Study arms. The three study arms and their patient numbers are depicted. The orange-tinted parts of the time-line indicate time-periods in which samples were collected for fluorescence activated cell sorter (FACS) analysis and the block arrows the time-points at which expression data were used for statistical analysis. BSX, basiliximab; CsA, cyclosporin A; EVR, everolimus; MPA, mycophenolate sodium; PRED, prednisone; 144 × 123 mm (300 × 300 dots per inch).

Fig. 2

Longitudinal development of percentages of CD4⁺ regulatory T cells (T_regs) in the three treatment arms. The percentages of expression of forkhead box protein 3 (FoxP3) (a) and CD25^hiFoxP3 (b) are shown after gating on the CD4⁺ T cell subset and summarized as scatter-plots with mean. Dot-blots on the right depict representatives of each T_reg subset. The asterixes represent statistical significance (*P < 0·05; **P < 0·01); 123 × 88 mm (300 × 300 dots per inch).

Fig. 3

Cyclosporin inhibits CD4⁺ regulatory T cell (T_reg) development. Scatter-plot graphs in (a) show expression in percentage of forkhead box protein 3 (FoxP3) after gating in CD4⁺ T cells at 3 (pre-randomization) and 12 months after transplantation for each patient in each study arm. The scatter-plot graph with mean in (b) depicts the ratio of either FoxP3/CD45RO (left panel) or CD25^hiFoxP3/CD45RO (right panel) after gating on the CD4⁺ T cell subset in samples collected 3 (pre-randomization), 6 and 12 months after transplantation; 96 × 59 mm (300 × 300 dots per inch).

Fig. 4

Cyclosporin inhibits expression of CXCR3 and CC chemokine receptor 5 (CCR5) in CD4⁺ T cell subsets. Scatter-plot graphs show expression of CXCR3 (a) and CCR5 (b) for the three treatment arms after gating in CD4⁺ forkhead box protein 3 (FoxP3)⁺ T cells (left) and CD4⁺FoxP3^- T cells (right) at 3 (pre-randomization) and 12 months after transplantation; 157 × 126 mm (300 × 300 dots per inch).

Fig. 5

Correlation of CD4⁺ T cell subsets with allograft function during the first year after transplantation.
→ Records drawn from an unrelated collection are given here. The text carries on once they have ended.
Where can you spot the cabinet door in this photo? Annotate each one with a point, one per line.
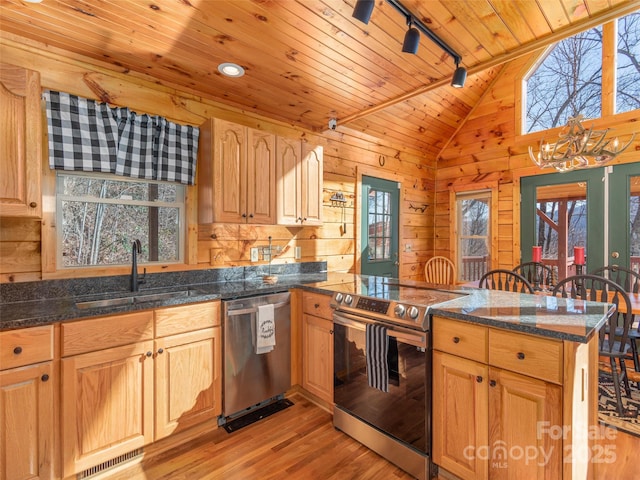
(188, 380)
(26, 423)
(460, 412)
(525, 419)
(229, 172)
(289, 175)
(20, 142)
(312, 175)
(261, 177)
(317, 362)
(107, 404)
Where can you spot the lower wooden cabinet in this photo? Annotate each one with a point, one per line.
(188, 380)
(500, 398)
(28, 385)
(118, 398)
(26, 422)
(317, 346)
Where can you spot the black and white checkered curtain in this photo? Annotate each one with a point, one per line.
(89, 136)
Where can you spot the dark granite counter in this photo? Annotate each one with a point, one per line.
(559, 318)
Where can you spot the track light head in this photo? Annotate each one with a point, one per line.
(459, 77)
(411, 40)
(363, 9)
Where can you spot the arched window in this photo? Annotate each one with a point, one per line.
(568, 80)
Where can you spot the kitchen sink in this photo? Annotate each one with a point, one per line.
(132, 300)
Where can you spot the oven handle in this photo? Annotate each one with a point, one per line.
(403, 335)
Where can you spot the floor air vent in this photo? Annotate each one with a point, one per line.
(114, 462)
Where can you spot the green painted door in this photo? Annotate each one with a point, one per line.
(380, 210)
(609, 228)
(624, 216)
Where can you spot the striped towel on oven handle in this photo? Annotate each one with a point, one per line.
(377, 347)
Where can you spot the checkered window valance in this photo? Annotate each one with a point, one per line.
(93, 137)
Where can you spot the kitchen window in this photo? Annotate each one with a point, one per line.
(473, 212)
(100, 215)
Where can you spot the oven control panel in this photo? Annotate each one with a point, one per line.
(373, 305)
(386, 310)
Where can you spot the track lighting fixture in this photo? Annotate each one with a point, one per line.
(411, 39)
(459, 76)
(363, 9)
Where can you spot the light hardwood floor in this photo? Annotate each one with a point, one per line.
(301, 443)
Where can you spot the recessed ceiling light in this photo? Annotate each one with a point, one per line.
(231, 69)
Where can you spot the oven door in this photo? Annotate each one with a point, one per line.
(403, 411)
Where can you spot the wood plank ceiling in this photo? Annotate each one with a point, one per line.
(308, 61)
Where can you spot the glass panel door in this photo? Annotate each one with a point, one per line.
(380, 206)
(591, 202)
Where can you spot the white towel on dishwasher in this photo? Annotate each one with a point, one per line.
(265, 329)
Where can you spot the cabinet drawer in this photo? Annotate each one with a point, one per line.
(106, 332)
(26, 346)
(187, 318)
(460, 338)
(317, 304)
(534, 356)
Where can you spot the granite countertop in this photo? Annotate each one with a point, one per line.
(564, 319)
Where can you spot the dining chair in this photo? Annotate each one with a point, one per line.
(616, 346)
(629, 280)
(440, 270)
(539, 275)
(506, 280)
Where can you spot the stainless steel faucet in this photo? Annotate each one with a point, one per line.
(136, 279)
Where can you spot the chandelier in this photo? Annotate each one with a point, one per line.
(578, 148)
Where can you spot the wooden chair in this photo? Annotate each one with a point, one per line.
(626, 278)
(506, 280)
(616, 346)
(539, 275)
(440, 270)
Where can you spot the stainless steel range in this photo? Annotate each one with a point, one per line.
(382, 393)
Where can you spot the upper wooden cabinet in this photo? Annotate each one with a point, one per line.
(299, 172)
(236, 174)
(20, 142)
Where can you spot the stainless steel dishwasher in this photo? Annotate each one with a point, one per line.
(252, 379)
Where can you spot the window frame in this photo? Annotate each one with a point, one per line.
(484, 189)
(608, 88)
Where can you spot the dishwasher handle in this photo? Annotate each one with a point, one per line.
(244, 311)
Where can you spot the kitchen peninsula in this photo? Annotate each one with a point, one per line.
(477, 339)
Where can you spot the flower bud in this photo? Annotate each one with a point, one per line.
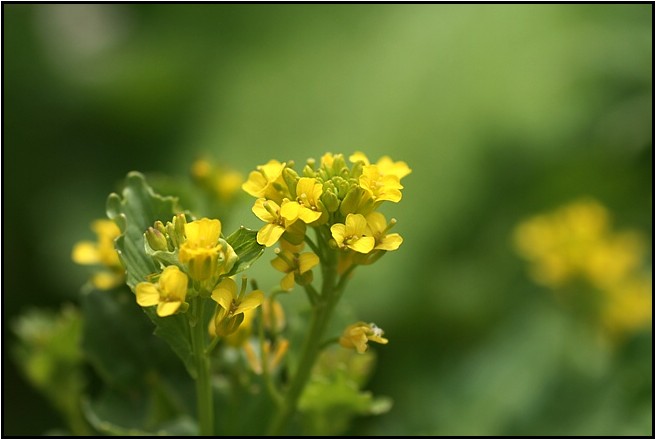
(291, 179)
(156, 240)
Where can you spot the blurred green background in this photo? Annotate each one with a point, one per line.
(502, 111)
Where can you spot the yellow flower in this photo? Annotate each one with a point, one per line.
(268, 211)
(297, 267)
(357, 335)
(306, 207)
(262, 183)
(230, 314)
(385, 164)
(203, 251)
(352, 235)
(628, 307)
(101, 253)
(380, 186)
(168, 294)
(378, 227)
(272, 355)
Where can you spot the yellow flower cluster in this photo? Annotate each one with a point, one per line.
(340, 199)
(221, 182)
(195, 250)
(576, 243)
(101, 253)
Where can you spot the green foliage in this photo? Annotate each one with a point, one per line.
(136, 210)
(333, 397)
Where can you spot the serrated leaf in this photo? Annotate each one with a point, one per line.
(137, 209)
(244, 242)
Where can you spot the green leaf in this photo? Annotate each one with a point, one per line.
(137, 209)
(244, 242)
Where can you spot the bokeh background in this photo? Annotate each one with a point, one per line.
(502, 112)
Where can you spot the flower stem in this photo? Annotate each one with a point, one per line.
(204, 397)
(321, 312)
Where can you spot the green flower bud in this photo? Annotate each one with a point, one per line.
(227, 325)
(330, 200)
(291, 179)
(357, 201)
(156, 240)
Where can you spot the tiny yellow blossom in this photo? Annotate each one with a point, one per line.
(272, 355)
(352, 235)
(101, 253)
(380, 186)
(386, 165)
(378, 227)
(168, 294)
(306, 206)
(263, 181)
(296, 267)
(269, 212)
(357, 335)
(203, 251)
(230, 314)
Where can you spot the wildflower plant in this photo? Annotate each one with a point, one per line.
(595, 271)
(186, 273)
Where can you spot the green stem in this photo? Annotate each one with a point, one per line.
(322, 310)
(204, 397)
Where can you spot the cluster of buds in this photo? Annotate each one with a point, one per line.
(197, 247)
(338, 200)
(194, 251)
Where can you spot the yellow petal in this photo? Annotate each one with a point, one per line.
(306, 261)
(359, 156)
(281, 265)
(290, 211)
(305, 186)
(390, 242)
(86, 252)
(147, 294)
(105, 229)
(225, 293)
(271, 170)
(287, 282)
(203, 233)
(376, 222)
(388, 166)
(308, 216)
(356, 224)
(364, 245)
(269, 234)
(338, 231)
(173, 283)
(106, 280)
(250, 301)
(168, 308)
(262, 213)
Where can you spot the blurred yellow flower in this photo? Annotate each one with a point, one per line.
(380, 186)
(357, 335)
(102, 253)
(576, 243)
(386, 165)
(168, 294)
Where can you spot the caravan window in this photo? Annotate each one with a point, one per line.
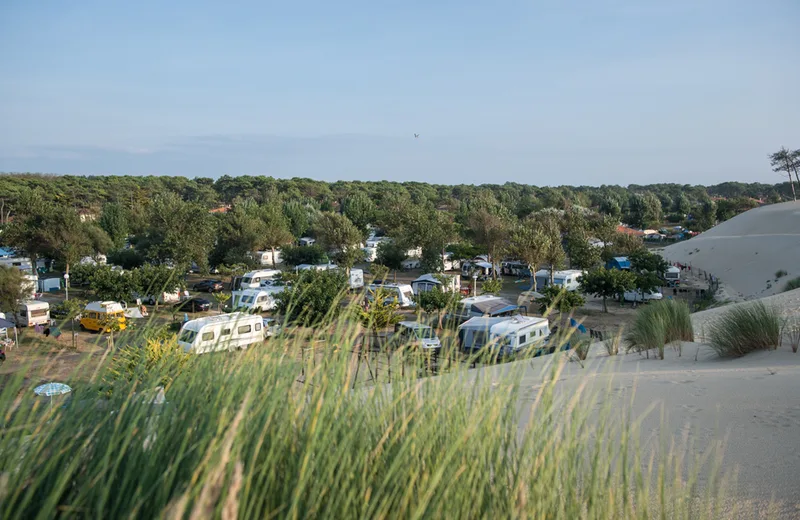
(187, 336)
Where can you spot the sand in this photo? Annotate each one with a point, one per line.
(747, 251)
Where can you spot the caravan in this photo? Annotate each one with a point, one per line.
(505, 335)
(32, 313)
(223, 332)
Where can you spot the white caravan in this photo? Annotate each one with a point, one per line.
(507, 335)
(224, 332)
(400, 292)
(32, 313)
(255, 300)
(569, 279)
(639, 296)
(253, 279)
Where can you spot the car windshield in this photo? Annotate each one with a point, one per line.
(425, 333)
(187, 336)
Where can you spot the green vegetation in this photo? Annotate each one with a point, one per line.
(745, 328)
(659, 324)
(792, 284)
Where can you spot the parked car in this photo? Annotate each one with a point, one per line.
(194, 305)
(208, 286)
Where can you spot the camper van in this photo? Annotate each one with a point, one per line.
(32, 313)
(96, 315)
(253, 279)
(569, 279)
(506, 335)
(402, 293)
(224, 332)
(673, 276)
(255, 300)
(485, 305)
(638, 296)
(416, 335)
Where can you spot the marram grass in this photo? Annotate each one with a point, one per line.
(240, 437)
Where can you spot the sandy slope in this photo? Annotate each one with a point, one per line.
(746, 251)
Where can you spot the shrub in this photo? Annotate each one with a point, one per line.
(792, 284)
(745, 328)
(658, 324)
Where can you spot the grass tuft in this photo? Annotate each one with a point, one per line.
(745, 328)
(659, 324)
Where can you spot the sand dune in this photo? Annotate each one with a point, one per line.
(746, 251)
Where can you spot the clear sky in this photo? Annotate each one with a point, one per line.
(571, 92)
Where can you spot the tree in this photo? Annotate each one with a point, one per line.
(313, 297)
(786, 161)
(114, 221)
(559, 299)
(607, 283)
(437, 300)
(13, 289)
(361, 210)
(298, 255)
(336, 233)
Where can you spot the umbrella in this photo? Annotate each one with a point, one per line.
(51, 389)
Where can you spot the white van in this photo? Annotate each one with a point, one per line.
(253, 279)
(255, 300)
(402, 293)
(32, 313)
(224, 332)
(638, 296)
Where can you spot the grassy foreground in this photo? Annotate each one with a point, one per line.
(239, 437)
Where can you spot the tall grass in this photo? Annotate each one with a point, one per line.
(745, 328)
(240, 437)
(659, 324)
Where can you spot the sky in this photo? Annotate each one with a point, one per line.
(546, 93)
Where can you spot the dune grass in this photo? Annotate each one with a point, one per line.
(745, 328)
(240, 437)
(659, 324)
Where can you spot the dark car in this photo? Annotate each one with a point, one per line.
(208, 286)
(194, 305)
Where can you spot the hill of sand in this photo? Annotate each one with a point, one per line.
(751, 405)
(746, 251)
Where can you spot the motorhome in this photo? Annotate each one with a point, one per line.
(416, 335)
(673, 276)
(253, 279)
(98, 316)
(402, 293)
(568, 279)
(639, 296)
(218, 333)
(505, 335)
(485, 305)
(428, 282)
(255, 300)
(32, 313)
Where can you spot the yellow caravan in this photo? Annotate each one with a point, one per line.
(97, 315)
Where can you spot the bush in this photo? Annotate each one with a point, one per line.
(792, 284)
(659, 324)
(745, 328)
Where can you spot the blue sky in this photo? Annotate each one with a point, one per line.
(581, 92)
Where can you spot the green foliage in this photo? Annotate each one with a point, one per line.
(492, 286)
(314, 297)
(744, 328)
(391, 254)
(298, 255)
(607, 283)
(792, 284)
(560, 300)
(12, 288)
(659, 324)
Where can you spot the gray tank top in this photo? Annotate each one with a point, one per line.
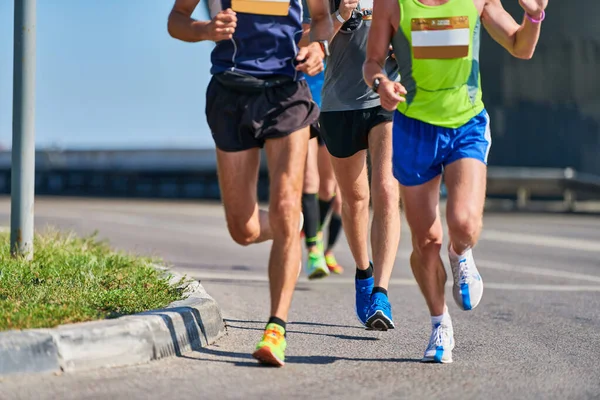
(344, 88)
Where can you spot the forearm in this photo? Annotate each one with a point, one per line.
(526, 39)
(336, 28)
(321, 28)
(187, 29)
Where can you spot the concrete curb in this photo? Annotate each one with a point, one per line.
(183, 326)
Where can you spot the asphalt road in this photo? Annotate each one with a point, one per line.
(536, 333)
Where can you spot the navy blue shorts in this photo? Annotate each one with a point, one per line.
(422, 150)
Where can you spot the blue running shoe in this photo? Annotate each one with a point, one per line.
(364, 287)
(379, 317)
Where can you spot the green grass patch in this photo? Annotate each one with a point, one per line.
(73, 279)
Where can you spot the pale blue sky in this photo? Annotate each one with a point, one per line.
(110, 76)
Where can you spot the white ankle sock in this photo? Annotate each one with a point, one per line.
(454, 255)
(439, 318)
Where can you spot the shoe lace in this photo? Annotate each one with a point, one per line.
(378, 302)
(464, 272)
(273, 336)
(440, 336)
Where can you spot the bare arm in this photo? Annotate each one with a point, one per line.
(378, 46)
(380, 36)
(182, 26)
(518, 40)
(321, 26)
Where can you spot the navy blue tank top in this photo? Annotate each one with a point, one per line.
(262, 45)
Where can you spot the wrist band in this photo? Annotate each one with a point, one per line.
(536, 21)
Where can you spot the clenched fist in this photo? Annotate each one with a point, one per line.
(346, 7)
(222, 25)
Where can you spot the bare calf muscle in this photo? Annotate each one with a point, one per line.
(421, 116)
(278, 119)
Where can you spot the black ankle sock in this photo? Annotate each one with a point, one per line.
(324, 206)
(378, 289)
(278, 321)
(310, 208)
(364, 274)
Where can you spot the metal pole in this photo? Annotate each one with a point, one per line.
(23, 144)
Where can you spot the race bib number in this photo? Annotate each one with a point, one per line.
(440, 38)
(262, 7)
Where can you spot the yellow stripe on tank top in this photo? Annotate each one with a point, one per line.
(440, 38)
(261, 7)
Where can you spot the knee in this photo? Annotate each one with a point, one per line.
(428, 243)
(386, 193)
(326, 188)
(284, 214)
(243, 232)
(464, 225)
(356, 199)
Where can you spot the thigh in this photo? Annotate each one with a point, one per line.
(327, 183)
(238, 178)
(344, 132)
(421, 208)
(283, 110)
(465, 172)
(417, 150)
(472, 140)
(351, 175)
(286, 158)
(224, 114)
(465, 181)
(380, 147)
(311, 170)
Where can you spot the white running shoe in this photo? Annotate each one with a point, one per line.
(468, 285)
(441, 343)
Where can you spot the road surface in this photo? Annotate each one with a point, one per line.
(536, 333)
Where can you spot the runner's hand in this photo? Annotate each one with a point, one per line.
(346, 7)
(390, 94)
(311, 59)
(222, 25)
(534, 7)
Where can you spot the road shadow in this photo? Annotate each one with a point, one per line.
(227, 320)
(333, 335)
(246, 359)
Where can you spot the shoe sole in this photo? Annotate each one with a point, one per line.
(428, 360)
(318, 274)
(265, 356)
(379, 322)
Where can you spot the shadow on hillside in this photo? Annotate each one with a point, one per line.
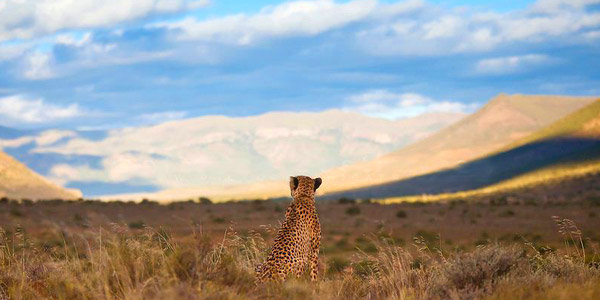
(485, 171)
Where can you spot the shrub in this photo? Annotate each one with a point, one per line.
(345, 200)
(353, 210)
(336, 265)
(15, 212)
(204, 200)
(137, 225)
(507, 213)
(401, 214)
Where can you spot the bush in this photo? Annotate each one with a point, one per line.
(345, 200)
(401, 214)
(507, 213)
(204, 200)
(15, 212)
(337, 265)
(353, 210)
(137, 225)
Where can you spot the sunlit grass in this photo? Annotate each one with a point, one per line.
(545, 176)
(118, 263)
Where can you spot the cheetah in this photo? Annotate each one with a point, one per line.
(299, 238)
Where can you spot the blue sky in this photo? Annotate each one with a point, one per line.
(107, 64)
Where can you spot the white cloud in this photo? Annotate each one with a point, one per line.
(389, 105)
(511, 64)
(297, 18)
(161, 117)
(553, 6)
(45, 138)
(19, 108)
(38, 66)
(449, 31)
(29, 18)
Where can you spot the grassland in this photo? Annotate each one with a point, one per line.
(502, 247)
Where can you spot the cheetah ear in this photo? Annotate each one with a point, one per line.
(318, 182)
(293, 183)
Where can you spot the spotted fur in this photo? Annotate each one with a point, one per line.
(299, 238)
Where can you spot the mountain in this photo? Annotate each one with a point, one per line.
(17, 182)
(504, 120)
(216, 151)
(569, 147)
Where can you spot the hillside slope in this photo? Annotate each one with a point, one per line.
(17, 182)
(503, 121)
(566, 148)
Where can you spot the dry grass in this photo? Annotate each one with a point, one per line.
(546, 176)
(120, 263)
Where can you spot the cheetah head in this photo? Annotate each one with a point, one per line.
(304, 186)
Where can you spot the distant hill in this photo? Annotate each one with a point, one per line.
(569, 147)
(215, 151)
(503, 121)
(17, 182)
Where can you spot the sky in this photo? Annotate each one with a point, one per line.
(92, 64)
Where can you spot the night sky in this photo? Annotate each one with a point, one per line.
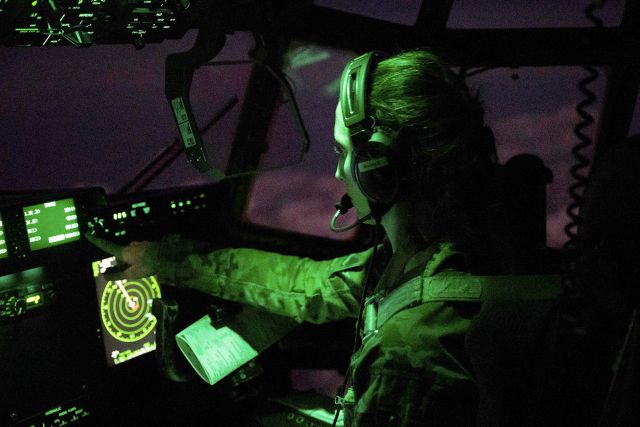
(93, 117)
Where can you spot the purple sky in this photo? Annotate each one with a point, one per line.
(72, 117)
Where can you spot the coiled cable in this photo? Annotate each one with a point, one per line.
(572, 296)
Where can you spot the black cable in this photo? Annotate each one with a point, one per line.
(356, 339)
(571, 296)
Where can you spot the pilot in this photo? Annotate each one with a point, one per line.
(416, 160)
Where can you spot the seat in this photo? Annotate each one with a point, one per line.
(531, 365)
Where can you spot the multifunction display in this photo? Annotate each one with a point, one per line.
(51, 223)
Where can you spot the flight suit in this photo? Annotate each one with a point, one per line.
(411, 371)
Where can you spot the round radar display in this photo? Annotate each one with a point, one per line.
(125, 307)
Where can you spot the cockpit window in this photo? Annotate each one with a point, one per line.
(302, 198)
(533, 110)
(95, 117)
(529, 14)
(400, 12)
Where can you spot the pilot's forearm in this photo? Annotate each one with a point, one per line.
(301, 288)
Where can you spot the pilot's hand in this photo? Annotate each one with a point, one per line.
(132, 255)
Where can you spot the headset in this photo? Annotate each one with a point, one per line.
(377, 166)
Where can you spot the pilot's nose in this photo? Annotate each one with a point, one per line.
(338, 175)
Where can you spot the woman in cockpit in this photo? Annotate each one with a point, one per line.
(417, 164)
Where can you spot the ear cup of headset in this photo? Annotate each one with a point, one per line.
(376, 172)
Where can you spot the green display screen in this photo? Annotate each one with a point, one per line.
(51, 224)
(3, 242)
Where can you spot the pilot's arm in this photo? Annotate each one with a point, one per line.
(300, 288)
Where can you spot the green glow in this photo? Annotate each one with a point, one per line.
(3, 244)
(51, 224)
(95, 266)
(33, 274)
(125, 308)
(34, 299)
(54, 410)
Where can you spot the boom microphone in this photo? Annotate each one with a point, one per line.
(342, 207)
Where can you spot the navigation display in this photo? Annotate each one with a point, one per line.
(3, 242)
(51, 224)
(128, 327)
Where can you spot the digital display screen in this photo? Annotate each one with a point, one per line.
(128, 327)
(3, 243)
(51, 224)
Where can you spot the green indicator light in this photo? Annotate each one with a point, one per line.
(34, 299)
(96, 268)
(54, 410)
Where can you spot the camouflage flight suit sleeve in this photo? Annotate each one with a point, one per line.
(300, 288)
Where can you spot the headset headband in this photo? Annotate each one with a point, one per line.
(354, 92)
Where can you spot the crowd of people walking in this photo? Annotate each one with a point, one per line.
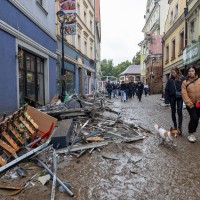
(178, 90)
(126, 90)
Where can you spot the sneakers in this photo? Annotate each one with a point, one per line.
(191, 138)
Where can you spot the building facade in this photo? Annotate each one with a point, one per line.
(191, 54)
(151, 46)
(98, 44)
(131, 74)
(174, 38)
(79, 50)
(27, 53)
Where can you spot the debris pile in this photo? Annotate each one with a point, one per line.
(82, 128)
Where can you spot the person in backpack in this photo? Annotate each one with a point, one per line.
(176, 102)
(123, 91)
(109, 88)
(191, 97)
(140, 88)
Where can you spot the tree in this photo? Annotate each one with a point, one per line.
(136, 59)
(120, 68)
(107, 67)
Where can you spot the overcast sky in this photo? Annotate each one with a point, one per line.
(121, 22)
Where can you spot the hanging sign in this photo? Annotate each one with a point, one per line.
(69, 8)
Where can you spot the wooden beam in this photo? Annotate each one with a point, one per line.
(16, 134)
(10, 140)
(2, 161)
(7, 147)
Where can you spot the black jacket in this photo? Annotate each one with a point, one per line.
(123, 86)
(171, 87)
(140, 87)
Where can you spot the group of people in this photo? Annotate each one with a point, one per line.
(127, 90)
(181, 89)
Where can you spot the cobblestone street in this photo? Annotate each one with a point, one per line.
(161, 173)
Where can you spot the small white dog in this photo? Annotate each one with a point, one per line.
(167, 136)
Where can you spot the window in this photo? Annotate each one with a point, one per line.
(40, 2)
(176, 11)
(192, 37)
(91, 52)
(85, 45)
(181, 42)
(78, 9)
(85, 18)
(73, 39)
(173, 49)
(171, 18)
(91, 25)
(167, 54)
(79, 42)
(31, 79)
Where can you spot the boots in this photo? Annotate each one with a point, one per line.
(180, 119)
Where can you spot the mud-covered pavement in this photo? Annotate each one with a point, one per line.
(160, 173)
(141, 170)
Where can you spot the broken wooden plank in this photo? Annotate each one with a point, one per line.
(31, 120)
(95, 139)
(83, 147)
(26, 124)
(134, 139)
(2, 161)
(93, 133)
(16, 134)
(61, 137)
(10, 140)
(53, 191)
(7, 147)
(16, 123)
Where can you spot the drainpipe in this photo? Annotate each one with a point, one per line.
(95, 51)
(186, 32)
(162, 65)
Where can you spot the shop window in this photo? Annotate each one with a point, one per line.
(192, 31)
(78, 9)
(173, 49)
(31, 79)
(167, 55)
(181, 43)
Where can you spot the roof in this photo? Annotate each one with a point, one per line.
(132, 69)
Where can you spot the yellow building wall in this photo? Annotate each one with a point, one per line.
(176, 33)
(181, 6)
(83, 29)
(142, 66)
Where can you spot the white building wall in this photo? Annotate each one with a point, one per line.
(44, 15)
(164, 7)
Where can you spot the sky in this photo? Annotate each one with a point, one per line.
(122, 22)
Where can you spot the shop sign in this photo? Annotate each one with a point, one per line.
(191, 54)
(69, 8)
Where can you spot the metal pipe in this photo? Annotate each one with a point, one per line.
(58, 180)
(63, 54)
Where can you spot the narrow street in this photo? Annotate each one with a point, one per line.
(160, 173)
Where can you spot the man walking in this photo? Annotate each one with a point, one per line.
(140, 88)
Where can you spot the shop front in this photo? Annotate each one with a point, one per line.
(31, 78)
(70, 78)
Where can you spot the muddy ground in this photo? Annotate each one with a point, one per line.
(143, 170)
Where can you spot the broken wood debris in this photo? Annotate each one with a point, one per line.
(83, 147)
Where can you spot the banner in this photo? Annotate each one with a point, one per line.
(69, 8)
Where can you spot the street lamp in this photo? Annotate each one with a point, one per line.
(61, 18)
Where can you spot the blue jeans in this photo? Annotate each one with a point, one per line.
(176, 105)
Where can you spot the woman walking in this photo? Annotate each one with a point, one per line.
(173, 96)
(191, 97)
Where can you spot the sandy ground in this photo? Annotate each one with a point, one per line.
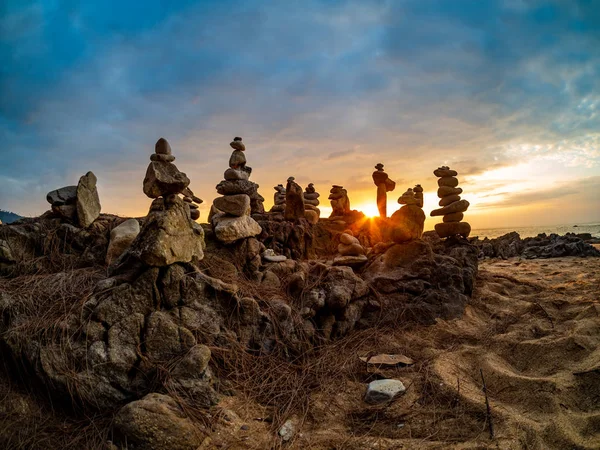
(533, 328)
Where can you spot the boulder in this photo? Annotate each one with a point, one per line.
(408, 223)
(231, 229)
(163, 178)
(156, 422)
(382, 391)
(168, 235)
(121, 238)
(236, 205)
(448, 181)
(62, 196)
(452, 229)
(459, 206)
(88, 202)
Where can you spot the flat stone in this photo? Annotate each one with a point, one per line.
(445, 191)
(121, 238)
(162, 147)
(88, 201)
(449, 199)
(350, 261)
(161, 157)
(453, 217)
(382, 391)
(270, 256)
(163, 178)
(452, 229)
(448, 181)
(235, 174)
(459, 206)
(236, 205)
(445, 173)
(231, 229)
(62, 196)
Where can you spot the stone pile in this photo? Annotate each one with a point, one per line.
(452, 207)
(278, 199)
(409, 220)
(294, 201)
(169, 234)
(231, 219)
(79, 204)
(237, 181)
(340, 203)
(351, 252)
(311, 203)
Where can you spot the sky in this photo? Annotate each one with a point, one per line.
(506, 92)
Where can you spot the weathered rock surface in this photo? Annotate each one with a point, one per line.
(156, 422)
(121, 238)
(168, 235)
(164, 178)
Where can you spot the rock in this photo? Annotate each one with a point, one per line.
(294, 201)
(445, 191)
(311, 216)
(454, 217)
(381, 391)
(270, 256)
(235, 174)
(459, 206)
(348, 239)
(452, 229)
(231, 229)
(237, 205)
(168, 234)
(121, 238)
(164, 158)
(156, 422)
(350, 261)
(62, 196)
(164, 178)
(448, 181)
(162, 147)
(88, 202)
(408, 223)
(445, 173)
(449, 199)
The scatter-plot graph depicts the difference in percentage of CC chemokine receptor 5 (CCR5) and chemokine receptor 3 (CXCR3) co-expression (ΔCCR5⁺CXCR3⁺) of CD4⁺ forkhead box protein 3 (FoxP3)^- T cells (y-axis) over the slope of modified diet in renal disease (MDRD) (ml/min/year; x-axis) between 3 and 12 months post transplantation (n = 20); 117 × 84 mm (300 × 300 dots per inch).